By Nimesh Vora
MUMBAI (Reuters) – The Indian rupee saw a muted reaction to the April U.S. inflation data, leading traders to look for new triggers to break the current narrow range.
The rupee was at 81.9825 to the U.S. dollar by 10:12 a.m. IST on Thursday, barely changed from the previous session.
The U.S. headline annual inflation rate came in slightly below expectations, increasing the already high probability that the U.S. Federal Reserve will pause in June.
The month-on-month change in the headline and the core rate were in line with forecasts.
“Since there was no element of surprise, U.S. inflation did not produce any appreciable volatility,” Anindya Banerjee, head research – FX and interest rates at Kotak Securities, said.
He pointed out that rupee and majority of the important currency pairs are constrained by a range. The USD/INR is range-bound between 81.60 and 82.10 levels while the dollar index is oscillating between 100.70 and 102.70.

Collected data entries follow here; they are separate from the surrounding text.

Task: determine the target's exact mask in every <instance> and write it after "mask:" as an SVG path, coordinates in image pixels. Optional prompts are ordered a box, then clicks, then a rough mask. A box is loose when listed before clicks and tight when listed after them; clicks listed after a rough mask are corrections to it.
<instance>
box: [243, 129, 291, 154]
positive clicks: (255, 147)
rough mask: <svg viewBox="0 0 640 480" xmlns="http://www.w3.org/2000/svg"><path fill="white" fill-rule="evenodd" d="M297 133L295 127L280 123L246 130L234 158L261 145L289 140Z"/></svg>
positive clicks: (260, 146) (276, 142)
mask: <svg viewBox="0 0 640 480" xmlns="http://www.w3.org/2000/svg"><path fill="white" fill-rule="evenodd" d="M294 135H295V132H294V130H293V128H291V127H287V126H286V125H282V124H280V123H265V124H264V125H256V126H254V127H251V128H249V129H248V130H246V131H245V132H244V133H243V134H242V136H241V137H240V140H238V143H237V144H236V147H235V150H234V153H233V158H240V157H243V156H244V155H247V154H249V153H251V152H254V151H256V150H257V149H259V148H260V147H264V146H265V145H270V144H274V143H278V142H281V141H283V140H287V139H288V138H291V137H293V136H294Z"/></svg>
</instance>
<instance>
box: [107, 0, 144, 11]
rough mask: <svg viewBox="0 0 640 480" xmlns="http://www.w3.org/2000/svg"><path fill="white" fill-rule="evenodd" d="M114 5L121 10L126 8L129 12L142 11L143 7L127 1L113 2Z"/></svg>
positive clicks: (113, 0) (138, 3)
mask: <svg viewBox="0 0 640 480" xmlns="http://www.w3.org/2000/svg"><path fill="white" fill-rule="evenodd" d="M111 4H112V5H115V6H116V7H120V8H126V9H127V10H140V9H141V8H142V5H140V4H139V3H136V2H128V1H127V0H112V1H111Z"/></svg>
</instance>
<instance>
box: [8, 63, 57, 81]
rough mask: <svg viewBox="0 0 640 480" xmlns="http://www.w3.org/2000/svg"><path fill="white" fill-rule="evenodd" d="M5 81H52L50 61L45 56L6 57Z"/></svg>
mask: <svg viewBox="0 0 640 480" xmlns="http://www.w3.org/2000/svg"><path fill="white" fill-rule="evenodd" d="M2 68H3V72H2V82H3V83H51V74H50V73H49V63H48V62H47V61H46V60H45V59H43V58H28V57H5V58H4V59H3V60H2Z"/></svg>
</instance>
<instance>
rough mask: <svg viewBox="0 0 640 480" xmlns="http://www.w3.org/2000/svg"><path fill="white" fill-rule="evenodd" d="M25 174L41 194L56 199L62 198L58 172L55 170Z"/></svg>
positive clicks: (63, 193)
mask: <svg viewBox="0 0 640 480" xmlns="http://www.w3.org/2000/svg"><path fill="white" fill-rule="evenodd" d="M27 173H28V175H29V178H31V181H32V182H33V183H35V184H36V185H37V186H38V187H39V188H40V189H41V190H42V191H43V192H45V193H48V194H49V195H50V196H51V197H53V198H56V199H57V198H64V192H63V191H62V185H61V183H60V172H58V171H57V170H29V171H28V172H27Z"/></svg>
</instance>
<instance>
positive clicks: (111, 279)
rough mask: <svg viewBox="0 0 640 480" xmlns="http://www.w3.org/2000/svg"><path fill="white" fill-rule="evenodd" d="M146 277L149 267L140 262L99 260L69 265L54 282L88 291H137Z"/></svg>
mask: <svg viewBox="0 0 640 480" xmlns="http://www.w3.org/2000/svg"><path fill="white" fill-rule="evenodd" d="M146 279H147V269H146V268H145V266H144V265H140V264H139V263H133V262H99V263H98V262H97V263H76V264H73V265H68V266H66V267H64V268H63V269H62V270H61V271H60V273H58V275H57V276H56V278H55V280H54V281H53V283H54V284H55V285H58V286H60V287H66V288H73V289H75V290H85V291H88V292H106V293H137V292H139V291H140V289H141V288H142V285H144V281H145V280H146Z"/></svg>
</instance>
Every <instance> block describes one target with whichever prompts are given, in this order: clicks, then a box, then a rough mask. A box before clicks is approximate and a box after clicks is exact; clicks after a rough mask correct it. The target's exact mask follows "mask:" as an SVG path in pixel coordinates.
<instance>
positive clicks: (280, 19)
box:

“You have to wonder what will be the trigger to change this. Fed pause is now fully priced in, so that can’t be it,” a spot dealer said.
“Unless we see a sizeable risk off on U.S. growth worries, you have to keep playing the current range.”
Following the U.S. inflation data, investors are pricing in an over-90% chance that the Fed will not hike rates at the June meeting. The question is when the U.S. central bank will pivot and deliver rate cuts.
Futures indicate a rate cut in September.
That may be a little early, but November and December are looking “decent bets” for the Fed moving policy to a more neutral setting, ING Bank said in a note.
Rupee forward premiums rose, tracking the overnight fall in U.S. yields. The 1-year implied was up 4 bps at 2.17%.